"""Two-way PDF extraction pipeline (Phase 3.F + 3.G + 3.H).
Closes the PDF PHI controls summarized in
``docs/sphinx/irb_auditor/conformance.rst``: no raw PDF bytes on the
orchestrator path, LLM responses are re-scrubbed, and LLM calls are
cached idempotently.
The pipeline has exactly **two acceptable output paths** per PDF —
either the LLM tier succeeds (paired with the code-extracted text),
or we fall back to a human-verified snapshot. The load-study UI step
never fails on a single PDF.
**Way 1 — LLM + code (merged):**
The code path always runs first (pdfplumber → text + heuristic
variable candidate). When a *capable* LLM is configured (per
:func:`scripts.utils.llm_capabilities.is_capable_model`), the LLM
tier runs **paired** with the code path:
- The code-extracted text is **redacted in place** using the existing
PHI catalog (``phi_patterns.BLOCKING_PATTERNS``) so identifiers in
form headers become ``<LABEL>`` markers before any byte leaves the
host. **No raw PDF bytes** transit the API.
- The redacted text is sent to the LLM with the schema prompt. The
LLM response is parsed and every string field is re-scrubbed
through :func:`scripts.ai_assistant.phi_safe.guard_text` to catch
echoed identifiers.
- The LLM response is **merged** with the code-tier candidate: LLM
wins on field-level conflicts (it's more accurate on complex CRFs);
the code candidate fills in vars the LLM missed.
**Way 2 — Snapshot:**
When the LLM tier is unavailable for any reason (no capable model
configured, no API key, image-only PDF, LLM call error), the pipeline
falls back to a human-verified snapshot at
``data/snapshots/{STUDY}/pdfs/<form>.json`` (human-reviewed
baseline; LLM-invisible). **A code-only result is NEVER an acceptable output** — heuristic
extraction without LLM oversight is too unreliable to publish, so
we'd rather use a verified baseline than ship potentially-wrong
metadata into ``trio_bundle/``.
Idempotent caching: the LLM tier keys on
``SHA-256(pdf_bytes) || provider || model || PHI_SCRUB_CONFIG_HASH``
so a re-run with the same inputs hits the cache and skips the API
call.

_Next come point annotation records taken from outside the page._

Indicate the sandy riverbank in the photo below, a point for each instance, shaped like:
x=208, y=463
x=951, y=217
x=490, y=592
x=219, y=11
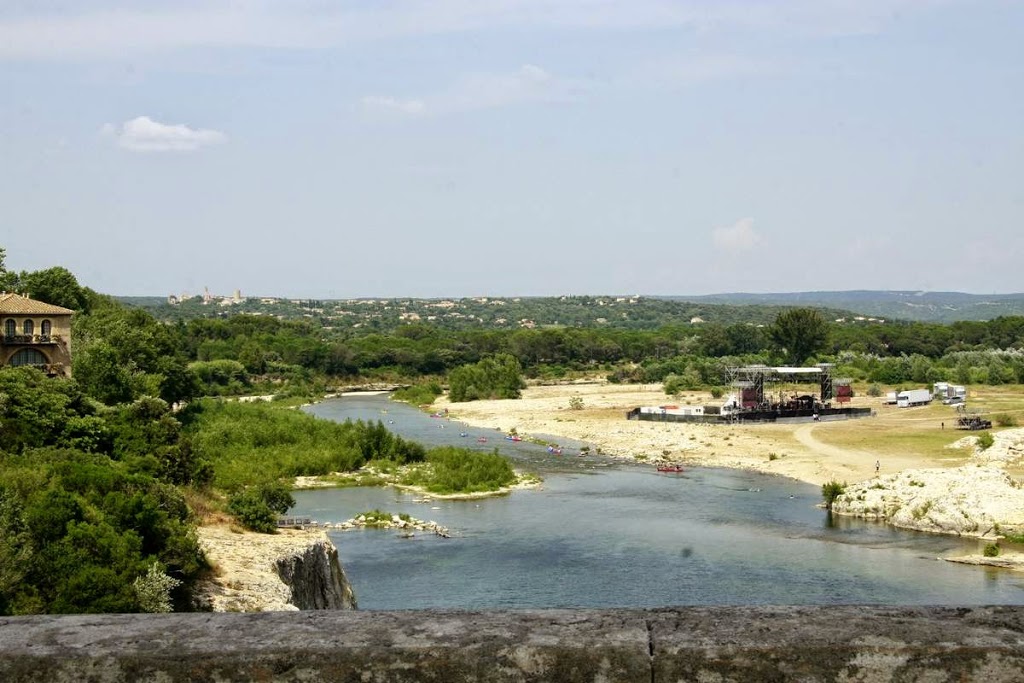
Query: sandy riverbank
x=791, y=450
x=946, y=485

Cache invalidates on any input change.
Zone discipline (audit finding A3): the pipeline-tier LLM client is
constructed fresh in this module and uses the KeyStore for the API
key; it does NOT route through the agent's ``_build_llm`` and never
sees an environment variable. The HTTP payload contains ONLY the
redacted text plus the schema prompt — no file paths, no agent state.

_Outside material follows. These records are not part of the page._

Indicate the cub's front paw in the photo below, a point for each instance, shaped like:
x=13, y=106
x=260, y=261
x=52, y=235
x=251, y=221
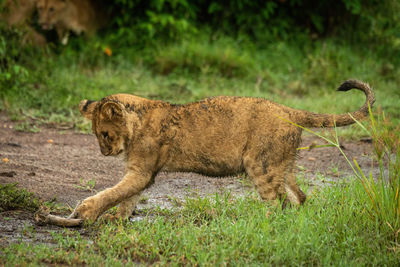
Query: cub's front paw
x=87, y=210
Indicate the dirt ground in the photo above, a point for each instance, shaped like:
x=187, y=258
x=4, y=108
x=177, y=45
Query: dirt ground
x=64, y=165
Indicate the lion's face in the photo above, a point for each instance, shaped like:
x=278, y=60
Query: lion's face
x=108, y=124
x=50, y=12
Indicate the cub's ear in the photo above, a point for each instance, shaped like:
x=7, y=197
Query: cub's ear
x=113, y=111
x=86, y=107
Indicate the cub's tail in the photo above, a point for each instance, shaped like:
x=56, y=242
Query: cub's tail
x=310, y=119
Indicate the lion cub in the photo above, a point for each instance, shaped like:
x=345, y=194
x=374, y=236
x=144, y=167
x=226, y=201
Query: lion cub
x=78, y=16
x=216, y=136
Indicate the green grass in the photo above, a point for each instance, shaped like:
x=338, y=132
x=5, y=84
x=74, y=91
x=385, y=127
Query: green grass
x=302, y=75
x=332, y=228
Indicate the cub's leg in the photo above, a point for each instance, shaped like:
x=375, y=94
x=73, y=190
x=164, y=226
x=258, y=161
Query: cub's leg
x=292, y=188
x=129, y=187
x=127, y=206
x=274, y=179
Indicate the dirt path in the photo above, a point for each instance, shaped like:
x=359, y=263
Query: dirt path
x=55, y=164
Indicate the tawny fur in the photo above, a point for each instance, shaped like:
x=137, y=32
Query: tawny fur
x=217, y=136
x=78, y=16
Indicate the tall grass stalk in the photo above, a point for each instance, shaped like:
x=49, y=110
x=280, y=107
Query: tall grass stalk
x=383, y=191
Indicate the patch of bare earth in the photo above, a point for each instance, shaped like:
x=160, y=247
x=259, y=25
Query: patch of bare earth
x=60, y=165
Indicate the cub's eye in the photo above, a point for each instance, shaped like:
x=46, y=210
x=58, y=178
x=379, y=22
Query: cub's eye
x=104, y=134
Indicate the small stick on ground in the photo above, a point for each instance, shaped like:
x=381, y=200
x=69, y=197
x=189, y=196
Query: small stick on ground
x=43, y=216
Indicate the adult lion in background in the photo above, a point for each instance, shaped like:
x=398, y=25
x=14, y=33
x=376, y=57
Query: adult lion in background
x=78, y=16
x=217, y=136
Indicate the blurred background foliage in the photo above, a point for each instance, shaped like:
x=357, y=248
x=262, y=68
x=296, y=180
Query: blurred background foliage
x=290, y=51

The defensive ``_assert_no_raw_phi_in_payload`` check fails loud if
any pre-redaction string somehow reaches the payload.
"""
from __future__ import annotations
import hashlib
import json
import logging
import re
from dataclasses import dataclass, field
from pathlib import Path
from typing import Any
logger = logging.getLogger(__name__)
__all__ = [
"ORCHESTRATOR_SUPPORTED_PROVIDERS",
"ExtractionResult",
"extract_pdf",
]
# Provider IDs whose LLM tier is wired in :func:`_extract_via_llm`.
# Sources of truth in one place so the wizard's radio gate and the
# orchestrator's runtime dispatch can never disagree — the wizard offers
# the ``llm`` choice ONLY when the configured provider is in this set
# AND the model passes the capability allowlist. Otherwise the operator
# would silently get a snapshot fallback after picking "fresh LLM".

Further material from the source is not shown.